Why won't you die? - Austin Powers
Some sadistic bastards will also want to include a way of "simulating" long term injuries. This was handled completely by DM fiat in previous edition, which would still be my preferred method if I was to do something like this. Unfortunately some need rules for everything so here you go. Fortunately for you RBDMs, 4e introduced a very good mechanic to use in these cases, diseases.
The following system presents a way to represent long term injuries, such as broken limbs, dislocated shoulders, broken ribs, concussions and worse. I will present 3 entries and include a document you can use to expand this for your own sadistic campaign.
LONG TERM INJURY
When a creature is exposed to an Injury as described in the RBDM manual they risk a long term injury. Injuries of this type work exactly as diseases see DMG pg.49. One thing you might want to do is to have everyone cured after 4 weeks of rest. Why 4 weeks? Because that is what 1e did and I'd like my system to be at least as arbitrary as that one.
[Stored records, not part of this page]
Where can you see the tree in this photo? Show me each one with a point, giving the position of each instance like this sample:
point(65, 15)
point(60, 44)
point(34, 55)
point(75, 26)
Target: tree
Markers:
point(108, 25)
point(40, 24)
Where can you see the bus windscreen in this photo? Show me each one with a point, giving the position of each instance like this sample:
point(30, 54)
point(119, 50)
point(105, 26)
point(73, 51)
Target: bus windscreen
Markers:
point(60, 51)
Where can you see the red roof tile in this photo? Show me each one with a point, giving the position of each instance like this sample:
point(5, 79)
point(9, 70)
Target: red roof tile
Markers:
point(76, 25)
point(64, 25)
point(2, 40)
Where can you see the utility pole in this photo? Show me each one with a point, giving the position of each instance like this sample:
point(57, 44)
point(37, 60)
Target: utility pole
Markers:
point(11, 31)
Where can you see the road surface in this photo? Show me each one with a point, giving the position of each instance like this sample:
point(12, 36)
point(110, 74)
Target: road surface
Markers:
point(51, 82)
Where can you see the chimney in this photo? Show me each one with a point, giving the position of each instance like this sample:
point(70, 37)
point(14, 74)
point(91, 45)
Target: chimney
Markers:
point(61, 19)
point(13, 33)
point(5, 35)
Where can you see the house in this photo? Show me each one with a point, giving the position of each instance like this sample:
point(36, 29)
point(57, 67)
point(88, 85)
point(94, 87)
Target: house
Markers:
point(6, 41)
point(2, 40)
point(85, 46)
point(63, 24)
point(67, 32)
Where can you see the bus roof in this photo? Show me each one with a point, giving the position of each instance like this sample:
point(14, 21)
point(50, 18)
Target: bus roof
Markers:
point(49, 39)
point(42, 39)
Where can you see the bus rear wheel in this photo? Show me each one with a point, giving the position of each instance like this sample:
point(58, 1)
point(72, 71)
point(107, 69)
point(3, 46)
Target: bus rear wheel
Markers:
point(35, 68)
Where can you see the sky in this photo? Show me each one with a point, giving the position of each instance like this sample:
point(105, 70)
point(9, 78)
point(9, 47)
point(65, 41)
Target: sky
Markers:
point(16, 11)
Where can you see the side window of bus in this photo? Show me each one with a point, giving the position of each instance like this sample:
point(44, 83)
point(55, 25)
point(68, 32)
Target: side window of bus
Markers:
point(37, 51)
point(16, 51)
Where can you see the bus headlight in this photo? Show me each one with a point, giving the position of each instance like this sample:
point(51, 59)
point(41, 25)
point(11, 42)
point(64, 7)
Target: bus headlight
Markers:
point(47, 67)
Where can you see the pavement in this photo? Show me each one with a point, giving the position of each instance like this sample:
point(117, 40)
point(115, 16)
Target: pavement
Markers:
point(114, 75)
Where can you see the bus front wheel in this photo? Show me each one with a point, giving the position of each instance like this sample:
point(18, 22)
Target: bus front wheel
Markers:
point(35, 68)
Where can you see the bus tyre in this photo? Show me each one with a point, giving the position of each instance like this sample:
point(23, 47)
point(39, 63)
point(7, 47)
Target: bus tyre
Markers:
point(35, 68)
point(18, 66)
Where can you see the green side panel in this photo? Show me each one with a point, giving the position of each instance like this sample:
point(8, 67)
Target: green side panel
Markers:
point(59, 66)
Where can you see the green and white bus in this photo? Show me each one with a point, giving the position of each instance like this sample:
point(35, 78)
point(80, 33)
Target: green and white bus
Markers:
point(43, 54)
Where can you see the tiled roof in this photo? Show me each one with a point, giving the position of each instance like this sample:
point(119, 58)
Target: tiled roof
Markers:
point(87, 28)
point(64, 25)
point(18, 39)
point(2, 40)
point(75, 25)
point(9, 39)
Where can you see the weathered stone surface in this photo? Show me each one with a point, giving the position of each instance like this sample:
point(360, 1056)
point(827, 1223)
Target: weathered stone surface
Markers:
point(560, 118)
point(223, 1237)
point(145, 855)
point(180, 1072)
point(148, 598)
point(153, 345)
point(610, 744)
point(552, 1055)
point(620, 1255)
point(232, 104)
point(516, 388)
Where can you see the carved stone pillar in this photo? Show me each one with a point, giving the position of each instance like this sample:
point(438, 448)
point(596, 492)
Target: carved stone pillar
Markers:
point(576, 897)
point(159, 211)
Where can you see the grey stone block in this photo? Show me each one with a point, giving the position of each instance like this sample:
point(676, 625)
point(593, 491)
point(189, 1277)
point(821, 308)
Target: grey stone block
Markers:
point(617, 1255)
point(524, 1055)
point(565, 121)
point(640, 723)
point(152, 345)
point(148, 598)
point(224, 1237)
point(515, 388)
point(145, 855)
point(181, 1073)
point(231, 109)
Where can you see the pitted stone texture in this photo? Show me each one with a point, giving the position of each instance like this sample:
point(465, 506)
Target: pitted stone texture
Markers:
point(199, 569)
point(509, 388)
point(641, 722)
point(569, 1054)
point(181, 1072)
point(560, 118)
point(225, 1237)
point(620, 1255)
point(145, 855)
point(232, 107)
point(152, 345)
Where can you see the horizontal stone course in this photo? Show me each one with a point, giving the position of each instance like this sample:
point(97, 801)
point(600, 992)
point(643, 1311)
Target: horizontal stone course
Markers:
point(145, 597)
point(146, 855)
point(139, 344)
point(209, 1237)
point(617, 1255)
Example Long Term Injuries
I have presented in this series several ways to tweak the system to represent short term, and long term lasting injuries. Sometimes you want to pull the stops and go full hog with things like this, I'd advise against it. As a matter of fact I'd go very easy with any of this system. Even though you might want to challenge your characters, any system that inherently screws with the characters chances of defeating encounters will eventually become a drag on the game. Think carefully about the repercussions, long term injuries are simply designed to sideline the characters. I'm sure that most of your players would rather have their characters immersed in the action than spending time on bed rest.